Advanced Micro Devices this week unveiled a new powerful graphics card aimed at servers running in high-performance computing environments and that will compete with Nvidia’s Tesla K40 GPU.
According to AMD officials, the FirePro S9150 server card offers up to 2.53 teraflops (one trillion floating point operations per second) of double-precision peak performance aimed at highly compute-intensive and parallel scientific workloads. By contrast, Nvidia’s Tesla K40 hits a peak performance of 1.43 teraflops.
The single-precision peak performance of the AMD GPU is 5.07 teraflops, compared with 4.29 teraflops for Nvidia’s offering.
Research institutions and other high-performance computing (HPC) increasingly are embracing high-end systems that leverage GPU accelerators and co-processors to enhance the performance of those systems while keeping the power consumption in check. Of systems on the June Top500 list of the world’s fastest supercomputers, 62 use accelerators or co-processors, an increase from 53 in November 2013. Forty-four of those systems included Nvidia GPUs, while two used Radeon chips from AMD. Another 17 leverage x86-based Xeon Phi co-processors from Intel.
Four of the top 10 systems on the list used either GPU accelerators from Nvidia or Xeon Phi chips from Intel. The fastest system in the world, the massive Tiahne-2 system at the National Supercomputer Center in China, included Xeon Phi co-processors, while the second-fastest—the Cray Titan system at the Oak Ridge National Laboratory in Tennessee—is powered by AMD’s x86-based Opteron processors and Tesla K20 GPU accelerators.
“Today’s supercomputers feature an increasing mix of GPUs, CPUs and co-processors to achieve great performance, and many of them are being implemented in an environmentally responsible manner to help reduce power and water consumption,” David Cummings, senior director and general manager of professional graphics at AMD, said in a statement.
AMD built the FirePro S9150 to offer high performance, more memory and increased performance per watt, Cummings said.

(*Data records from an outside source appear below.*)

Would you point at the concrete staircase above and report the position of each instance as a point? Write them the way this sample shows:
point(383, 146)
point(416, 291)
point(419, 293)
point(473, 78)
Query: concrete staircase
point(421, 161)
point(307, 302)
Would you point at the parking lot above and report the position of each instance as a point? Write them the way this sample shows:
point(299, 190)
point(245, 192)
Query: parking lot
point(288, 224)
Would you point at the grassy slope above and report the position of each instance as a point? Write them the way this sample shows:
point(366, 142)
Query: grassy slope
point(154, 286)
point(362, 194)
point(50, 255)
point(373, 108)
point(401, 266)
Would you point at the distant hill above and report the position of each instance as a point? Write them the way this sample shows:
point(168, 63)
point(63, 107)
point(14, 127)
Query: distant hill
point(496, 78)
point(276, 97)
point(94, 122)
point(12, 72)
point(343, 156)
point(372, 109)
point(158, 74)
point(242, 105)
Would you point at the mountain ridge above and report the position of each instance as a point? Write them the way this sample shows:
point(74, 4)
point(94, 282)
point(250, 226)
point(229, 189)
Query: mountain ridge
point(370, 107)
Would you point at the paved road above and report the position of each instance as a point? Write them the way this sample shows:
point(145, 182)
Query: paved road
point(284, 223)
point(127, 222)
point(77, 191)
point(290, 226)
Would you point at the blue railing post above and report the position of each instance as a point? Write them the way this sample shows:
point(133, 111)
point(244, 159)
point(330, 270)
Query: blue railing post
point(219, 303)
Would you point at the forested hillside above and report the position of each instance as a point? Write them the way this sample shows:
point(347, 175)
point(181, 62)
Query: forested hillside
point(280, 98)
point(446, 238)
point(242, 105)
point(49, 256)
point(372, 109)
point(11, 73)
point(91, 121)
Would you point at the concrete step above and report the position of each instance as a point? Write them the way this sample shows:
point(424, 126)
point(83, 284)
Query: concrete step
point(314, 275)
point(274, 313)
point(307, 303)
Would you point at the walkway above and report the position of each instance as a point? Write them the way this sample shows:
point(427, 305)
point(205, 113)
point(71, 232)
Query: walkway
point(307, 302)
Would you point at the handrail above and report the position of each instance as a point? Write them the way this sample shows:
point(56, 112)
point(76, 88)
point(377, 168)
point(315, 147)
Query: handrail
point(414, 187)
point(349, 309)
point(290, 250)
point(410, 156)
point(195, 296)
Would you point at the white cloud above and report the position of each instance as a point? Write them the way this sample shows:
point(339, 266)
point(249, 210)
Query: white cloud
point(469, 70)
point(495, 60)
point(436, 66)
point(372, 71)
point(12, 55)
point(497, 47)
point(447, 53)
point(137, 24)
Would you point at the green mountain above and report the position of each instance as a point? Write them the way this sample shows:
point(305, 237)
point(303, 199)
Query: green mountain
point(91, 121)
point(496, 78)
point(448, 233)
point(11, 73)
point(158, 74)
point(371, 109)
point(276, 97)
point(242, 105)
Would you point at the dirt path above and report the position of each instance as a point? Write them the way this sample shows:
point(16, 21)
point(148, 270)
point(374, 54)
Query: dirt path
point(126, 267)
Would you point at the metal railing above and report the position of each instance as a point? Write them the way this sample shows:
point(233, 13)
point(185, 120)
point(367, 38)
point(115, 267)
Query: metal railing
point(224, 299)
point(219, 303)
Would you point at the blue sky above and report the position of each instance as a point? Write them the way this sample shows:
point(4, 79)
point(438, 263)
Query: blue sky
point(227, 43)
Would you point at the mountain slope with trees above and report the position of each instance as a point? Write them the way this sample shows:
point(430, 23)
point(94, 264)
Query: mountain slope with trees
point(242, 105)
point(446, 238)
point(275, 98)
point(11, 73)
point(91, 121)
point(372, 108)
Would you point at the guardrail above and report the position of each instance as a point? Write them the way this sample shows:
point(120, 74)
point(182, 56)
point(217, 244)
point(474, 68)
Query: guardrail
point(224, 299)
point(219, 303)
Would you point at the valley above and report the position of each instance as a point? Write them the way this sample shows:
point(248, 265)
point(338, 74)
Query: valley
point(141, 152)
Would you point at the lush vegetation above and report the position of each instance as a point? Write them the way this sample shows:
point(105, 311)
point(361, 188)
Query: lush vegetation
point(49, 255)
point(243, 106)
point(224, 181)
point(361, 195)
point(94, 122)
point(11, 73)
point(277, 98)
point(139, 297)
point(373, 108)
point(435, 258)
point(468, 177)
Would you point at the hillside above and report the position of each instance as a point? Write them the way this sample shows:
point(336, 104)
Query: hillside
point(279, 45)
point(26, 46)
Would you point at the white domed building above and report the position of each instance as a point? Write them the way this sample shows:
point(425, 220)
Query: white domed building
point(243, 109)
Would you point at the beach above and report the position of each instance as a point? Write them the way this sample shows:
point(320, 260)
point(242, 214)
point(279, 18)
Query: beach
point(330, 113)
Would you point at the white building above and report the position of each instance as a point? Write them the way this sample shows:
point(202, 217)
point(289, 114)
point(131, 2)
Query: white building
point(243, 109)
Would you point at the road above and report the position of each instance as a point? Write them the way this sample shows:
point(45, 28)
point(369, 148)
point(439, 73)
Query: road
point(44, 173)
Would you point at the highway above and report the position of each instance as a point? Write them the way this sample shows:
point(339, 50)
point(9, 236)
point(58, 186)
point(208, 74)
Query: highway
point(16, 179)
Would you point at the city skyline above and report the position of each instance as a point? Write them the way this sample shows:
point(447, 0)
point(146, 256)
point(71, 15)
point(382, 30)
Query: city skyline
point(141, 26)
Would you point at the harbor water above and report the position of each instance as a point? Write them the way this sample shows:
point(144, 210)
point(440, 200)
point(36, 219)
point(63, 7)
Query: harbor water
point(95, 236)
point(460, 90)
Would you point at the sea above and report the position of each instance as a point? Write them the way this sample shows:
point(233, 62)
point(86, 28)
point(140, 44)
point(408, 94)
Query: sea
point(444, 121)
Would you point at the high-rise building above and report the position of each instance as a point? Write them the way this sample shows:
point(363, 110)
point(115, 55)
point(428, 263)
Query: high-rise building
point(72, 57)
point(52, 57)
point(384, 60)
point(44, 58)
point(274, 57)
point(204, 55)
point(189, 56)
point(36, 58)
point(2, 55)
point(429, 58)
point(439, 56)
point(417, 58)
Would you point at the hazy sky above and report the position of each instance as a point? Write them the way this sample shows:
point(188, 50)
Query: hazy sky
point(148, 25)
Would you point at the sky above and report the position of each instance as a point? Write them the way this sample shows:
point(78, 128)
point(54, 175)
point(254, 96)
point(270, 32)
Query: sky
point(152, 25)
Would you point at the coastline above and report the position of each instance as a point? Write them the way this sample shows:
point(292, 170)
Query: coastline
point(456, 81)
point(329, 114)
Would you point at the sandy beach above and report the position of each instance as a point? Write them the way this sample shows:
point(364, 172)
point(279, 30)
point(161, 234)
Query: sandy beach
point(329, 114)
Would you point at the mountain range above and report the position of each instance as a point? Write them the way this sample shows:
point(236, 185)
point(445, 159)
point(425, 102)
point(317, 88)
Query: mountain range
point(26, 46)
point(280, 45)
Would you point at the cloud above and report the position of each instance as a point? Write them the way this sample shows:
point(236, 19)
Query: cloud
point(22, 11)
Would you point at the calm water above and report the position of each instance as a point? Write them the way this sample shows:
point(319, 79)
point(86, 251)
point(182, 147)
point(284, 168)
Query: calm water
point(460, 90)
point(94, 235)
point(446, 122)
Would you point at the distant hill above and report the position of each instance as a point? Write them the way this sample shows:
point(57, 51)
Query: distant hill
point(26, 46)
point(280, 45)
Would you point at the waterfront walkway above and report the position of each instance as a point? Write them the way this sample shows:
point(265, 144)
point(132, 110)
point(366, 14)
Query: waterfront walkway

Other features of AMD’s FirePro S9150 GPU include 16GB of GDDR5 memory, 512-bit memory interface and up to 320GB per second of bandwidth, according to company officials. It’s based on AMD’s Graphics Core Next (GCN) architecture, can support the upcoming OpenCL 2.0 parallel-processing framework and has a maximum power consumption of 235 watts.
Another version of the chip, the FirePro S9050, offers 12GB of GDDR5 memory, a 384-bit interface and 264G bps of bandwidth. It also is based on the GCN architecture and supports OpenCL 1.2. It brings 3.23 teraflops of single peak precision performance and 806 gigaflops of double-precision performance while consuming a maximum of 225 watts.
The University of Bristol’s Microelectronics Research Group has been testing the FirePro S9150, and Simon McIntosh-Smith, head of the Microelectronics research group, in a statement called it “the fastest HPC GPU accelerator we’ve ever tested” while lauding AMD’s decision to include support for OpenCL 2.0, which will come later this year.
Vendors committed to using the GPU server card include Asus, Gigabyte and MiTac International’s Tyan business unit. In addition, Supermicro is planning to leverage both the S9150 and S9050 in its Green Computing portfolio of HPC systems.